Per Pino si è fatta un’eccezione

La norma stabilisce che l’intitolazione di una strada o una piazza a un personaggio famoso può avvenire ad almeno dieci anni di distanza dalla sua scomparsa, ma per Pino Daniele è stata fatta un’eccezione.

Per questa velocità il fratello del cantante venuto a mancare lo scorso 4 gennaio si è detto grato al sindaco e alle altre figure istituzionali: “Ringrazio tutte le istituzioni e Luigi, che c’hanno pensato subito e non era facile programmare tutto così in fretta – ha dichiarato Nello Daniele –. Siamo strafelici che sia stato scelto questo posto, questi vicoletti dove siamo stati bambini e dove siamo diventati grandi”.

Del resto, Napoli ha vissuto il lutto per la perdita del suo cantore più famoso con eccezionale trasporto fin da subito. Basti pensare all’adunata spontanea avvenuta la sera del 6 gennaio, il giorno dopo la sua morte, che riunì in piazza del Plebiscito centinaia di migliaia di persone che volevano solo stare insieme e cantare le canzoni di Pino.

Una sofferenza che per l’assessore Daniele è stata utile a far riscoprire l’orgoglio della città: “Tutto questo dolore che abbiamo provato è servito a riconoscerci come comunità, a sentire che, nonostante tutti i nostri problemi e difficoltà, questa città ha dentro e fuori un’energia creatrice”.

Il concerto di Capodanno sarà dedicato a lui

Poi è toccato al sindaco, Luigi de Magistris, definire il significato dell’evento: “Un’ulteriore tappa del ricordo costante di uno dei più grandi artisti contemporanei.
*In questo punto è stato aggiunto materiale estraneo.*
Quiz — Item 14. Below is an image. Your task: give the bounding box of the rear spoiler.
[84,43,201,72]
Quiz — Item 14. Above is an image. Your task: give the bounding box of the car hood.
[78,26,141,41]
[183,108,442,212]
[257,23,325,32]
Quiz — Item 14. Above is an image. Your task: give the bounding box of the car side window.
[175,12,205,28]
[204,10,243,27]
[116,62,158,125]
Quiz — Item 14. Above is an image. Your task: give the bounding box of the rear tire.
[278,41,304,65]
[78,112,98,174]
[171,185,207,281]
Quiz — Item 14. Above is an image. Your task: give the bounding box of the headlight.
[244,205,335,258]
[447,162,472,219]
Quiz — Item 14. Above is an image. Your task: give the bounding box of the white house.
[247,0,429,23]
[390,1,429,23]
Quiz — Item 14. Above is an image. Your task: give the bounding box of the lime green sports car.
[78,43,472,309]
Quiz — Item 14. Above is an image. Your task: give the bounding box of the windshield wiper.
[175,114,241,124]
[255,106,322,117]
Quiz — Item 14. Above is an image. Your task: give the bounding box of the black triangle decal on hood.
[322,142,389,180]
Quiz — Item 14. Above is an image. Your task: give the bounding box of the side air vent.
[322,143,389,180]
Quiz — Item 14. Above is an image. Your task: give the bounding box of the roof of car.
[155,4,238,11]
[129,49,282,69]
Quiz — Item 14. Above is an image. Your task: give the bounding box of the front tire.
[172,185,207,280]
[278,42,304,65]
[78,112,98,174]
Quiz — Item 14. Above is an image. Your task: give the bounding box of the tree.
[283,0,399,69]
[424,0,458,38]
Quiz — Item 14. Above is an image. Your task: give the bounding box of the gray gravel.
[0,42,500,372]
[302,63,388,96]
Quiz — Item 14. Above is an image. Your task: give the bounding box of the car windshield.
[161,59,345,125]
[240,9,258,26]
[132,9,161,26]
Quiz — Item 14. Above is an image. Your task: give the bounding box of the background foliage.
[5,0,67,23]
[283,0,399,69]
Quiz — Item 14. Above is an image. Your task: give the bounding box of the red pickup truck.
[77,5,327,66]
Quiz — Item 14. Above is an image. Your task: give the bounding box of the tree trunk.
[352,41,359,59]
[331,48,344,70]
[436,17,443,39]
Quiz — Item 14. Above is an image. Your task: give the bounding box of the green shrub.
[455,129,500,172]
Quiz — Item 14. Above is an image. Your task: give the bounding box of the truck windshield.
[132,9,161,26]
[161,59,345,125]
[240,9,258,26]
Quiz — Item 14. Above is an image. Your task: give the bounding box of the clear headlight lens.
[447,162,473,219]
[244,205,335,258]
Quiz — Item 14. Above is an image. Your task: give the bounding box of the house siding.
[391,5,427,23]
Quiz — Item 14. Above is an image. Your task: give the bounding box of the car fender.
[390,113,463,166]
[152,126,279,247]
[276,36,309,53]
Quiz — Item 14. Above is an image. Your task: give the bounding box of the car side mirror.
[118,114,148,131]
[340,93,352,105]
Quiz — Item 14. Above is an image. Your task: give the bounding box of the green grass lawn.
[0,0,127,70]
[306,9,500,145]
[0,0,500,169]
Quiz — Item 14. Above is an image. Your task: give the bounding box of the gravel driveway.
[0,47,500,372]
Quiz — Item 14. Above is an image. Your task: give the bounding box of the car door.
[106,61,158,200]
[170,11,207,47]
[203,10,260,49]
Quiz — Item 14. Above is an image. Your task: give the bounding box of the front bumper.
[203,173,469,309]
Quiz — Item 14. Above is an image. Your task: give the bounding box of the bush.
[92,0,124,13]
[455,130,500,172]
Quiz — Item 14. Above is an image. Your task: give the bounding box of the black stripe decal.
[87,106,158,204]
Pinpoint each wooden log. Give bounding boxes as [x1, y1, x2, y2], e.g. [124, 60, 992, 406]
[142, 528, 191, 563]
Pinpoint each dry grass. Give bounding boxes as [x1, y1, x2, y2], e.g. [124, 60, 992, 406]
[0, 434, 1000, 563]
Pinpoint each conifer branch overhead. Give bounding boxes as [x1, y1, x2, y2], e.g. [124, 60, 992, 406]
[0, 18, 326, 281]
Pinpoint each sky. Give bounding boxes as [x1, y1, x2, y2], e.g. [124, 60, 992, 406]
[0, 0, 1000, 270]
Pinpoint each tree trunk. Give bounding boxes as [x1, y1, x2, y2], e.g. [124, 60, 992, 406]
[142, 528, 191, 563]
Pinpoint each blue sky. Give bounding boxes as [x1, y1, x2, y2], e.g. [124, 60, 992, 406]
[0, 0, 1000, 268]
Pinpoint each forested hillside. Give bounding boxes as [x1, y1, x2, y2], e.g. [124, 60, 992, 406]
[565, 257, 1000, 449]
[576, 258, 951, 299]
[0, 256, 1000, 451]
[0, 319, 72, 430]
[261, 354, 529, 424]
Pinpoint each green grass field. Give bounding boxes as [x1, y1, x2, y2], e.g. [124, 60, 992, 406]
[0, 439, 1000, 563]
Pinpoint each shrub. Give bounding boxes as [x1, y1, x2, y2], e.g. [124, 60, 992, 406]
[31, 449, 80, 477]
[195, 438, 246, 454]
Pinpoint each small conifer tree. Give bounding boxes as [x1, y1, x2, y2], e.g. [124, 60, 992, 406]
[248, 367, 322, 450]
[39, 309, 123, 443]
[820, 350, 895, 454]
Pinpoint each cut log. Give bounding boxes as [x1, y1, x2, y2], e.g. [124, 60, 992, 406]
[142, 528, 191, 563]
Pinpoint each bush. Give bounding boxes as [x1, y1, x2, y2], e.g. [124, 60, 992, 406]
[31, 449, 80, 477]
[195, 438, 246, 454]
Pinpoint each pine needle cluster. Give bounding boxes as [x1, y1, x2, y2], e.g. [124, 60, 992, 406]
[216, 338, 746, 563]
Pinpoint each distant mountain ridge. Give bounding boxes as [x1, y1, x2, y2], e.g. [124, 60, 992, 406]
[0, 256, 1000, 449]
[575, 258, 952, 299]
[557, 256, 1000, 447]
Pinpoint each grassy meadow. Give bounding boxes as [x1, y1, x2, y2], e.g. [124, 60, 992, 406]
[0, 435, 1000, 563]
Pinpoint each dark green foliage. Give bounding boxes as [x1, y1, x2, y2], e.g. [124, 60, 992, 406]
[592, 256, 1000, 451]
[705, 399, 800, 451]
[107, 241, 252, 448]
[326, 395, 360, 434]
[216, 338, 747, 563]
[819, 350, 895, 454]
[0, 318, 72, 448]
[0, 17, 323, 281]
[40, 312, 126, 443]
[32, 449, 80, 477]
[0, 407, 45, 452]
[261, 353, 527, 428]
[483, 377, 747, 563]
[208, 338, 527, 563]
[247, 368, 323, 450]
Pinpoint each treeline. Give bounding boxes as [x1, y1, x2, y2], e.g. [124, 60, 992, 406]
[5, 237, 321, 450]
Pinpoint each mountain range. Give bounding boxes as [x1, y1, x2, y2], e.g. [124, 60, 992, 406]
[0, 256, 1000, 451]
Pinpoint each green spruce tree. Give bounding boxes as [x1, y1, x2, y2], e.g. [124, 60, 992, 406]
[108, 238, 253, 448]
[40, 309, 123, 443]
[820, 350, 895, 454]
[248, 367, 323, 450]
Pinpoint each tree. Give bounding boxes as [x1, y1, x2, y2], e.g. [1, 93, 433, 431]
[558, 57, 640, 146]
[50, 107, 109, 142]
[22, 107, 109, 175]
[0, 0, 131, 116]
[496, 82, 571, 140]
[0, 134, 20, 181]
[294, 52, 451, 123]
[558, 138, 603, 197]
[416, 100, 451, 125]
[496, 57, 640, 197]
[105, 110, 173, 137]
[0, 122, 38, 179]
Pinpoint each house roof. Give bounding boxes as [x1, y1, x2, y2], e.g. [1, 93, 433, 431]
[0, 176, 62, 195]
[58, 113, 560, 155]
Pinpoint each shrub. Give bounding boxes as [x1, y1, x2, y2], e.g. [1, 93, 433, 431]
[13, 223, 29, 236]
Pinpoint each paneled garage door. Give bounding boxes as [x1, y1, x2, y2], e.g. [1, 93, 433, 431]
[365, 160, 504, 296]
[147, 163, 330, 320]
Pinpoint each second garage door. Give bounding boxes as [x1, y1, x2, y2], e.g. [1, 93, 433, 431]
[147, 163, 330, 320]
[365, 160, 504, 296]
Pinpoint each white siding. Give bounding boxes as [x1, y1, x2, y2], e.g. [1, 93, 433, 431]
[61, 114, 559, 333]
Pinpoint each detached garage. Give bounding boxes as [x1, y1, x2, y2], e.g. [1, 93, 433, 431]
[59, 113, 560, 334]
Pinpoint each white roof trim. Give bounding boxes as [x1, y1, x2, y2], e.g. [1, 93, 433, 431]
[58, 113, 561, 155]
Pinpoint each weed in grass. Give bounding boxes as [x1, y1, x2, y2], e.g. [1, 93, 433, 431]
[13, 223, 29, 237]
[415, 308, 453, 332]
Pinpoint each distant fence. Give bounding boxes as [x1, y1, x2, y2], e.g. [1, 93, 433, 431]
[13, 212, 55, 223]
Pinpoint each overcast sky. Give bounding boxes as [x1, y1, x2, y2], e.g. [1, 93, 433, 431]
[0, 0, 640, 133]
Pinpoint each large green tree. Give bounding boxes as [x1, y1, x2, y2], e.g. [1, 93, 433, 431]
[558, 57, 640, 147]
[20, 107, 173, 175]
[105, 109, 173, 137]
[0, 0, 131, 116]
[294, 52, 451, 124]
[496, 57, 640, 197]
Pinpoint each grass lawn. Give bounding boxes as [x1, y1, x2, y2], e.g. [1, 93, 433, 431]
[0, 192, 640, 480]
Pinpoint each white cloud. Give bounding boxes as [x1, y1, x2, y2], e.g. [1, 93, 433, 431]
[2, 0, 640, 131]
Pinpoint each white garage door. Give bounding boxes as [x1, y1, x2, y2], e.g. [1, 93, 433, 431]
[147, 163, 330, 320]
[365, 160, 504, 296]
L’intitolazione della strada nel luogo in cui Pino è nato, e quindi si è formato, in cui è diventato un grandissimo cantautore, poeta e musicista, che trasferisce nel mondo l’orgoglio di essere napoletani”.

E poi annuncia che la città dedicherà a Pino Daniele anche il prossimo Capodanno: “Lo vogliamo dedicare a Pino. Si conclude un anno, un anno triste, ma la musica di Pino non può essere soltanto triste. È anche vita, è anche allegria, è anche gioia. Quindi il prossimo Capodanno metteremo insieme tutti gli artisti che vorranno suonare con Pino, per Pino”.

Da ottobre una mostra al Pan

Intanto a metà ottobre sarà inaugurata al Pan Palazzo delle Arti di Napoli – una mostra fotografica dedicata al bluesman napoletano. Si tratta di 180 scatti inediti, realizzati da Alessandro D’Urso, fotografo che ha collaborato a lungo con il cantante, firmando anche diverse copertine dei suoi dischi. Infatti, la mostra s’intitola “20 anni con Pino (addove)” e svelerà al pubblico un Daniele più intimo: padre premuroso e compagno affettuoso. L’esposizione, voluta fortemente dalla moglie dell’artista, Fabiola Sciabbarrasi, e dal Comune di Napoli, chiuderà i battenti a metà gennaio.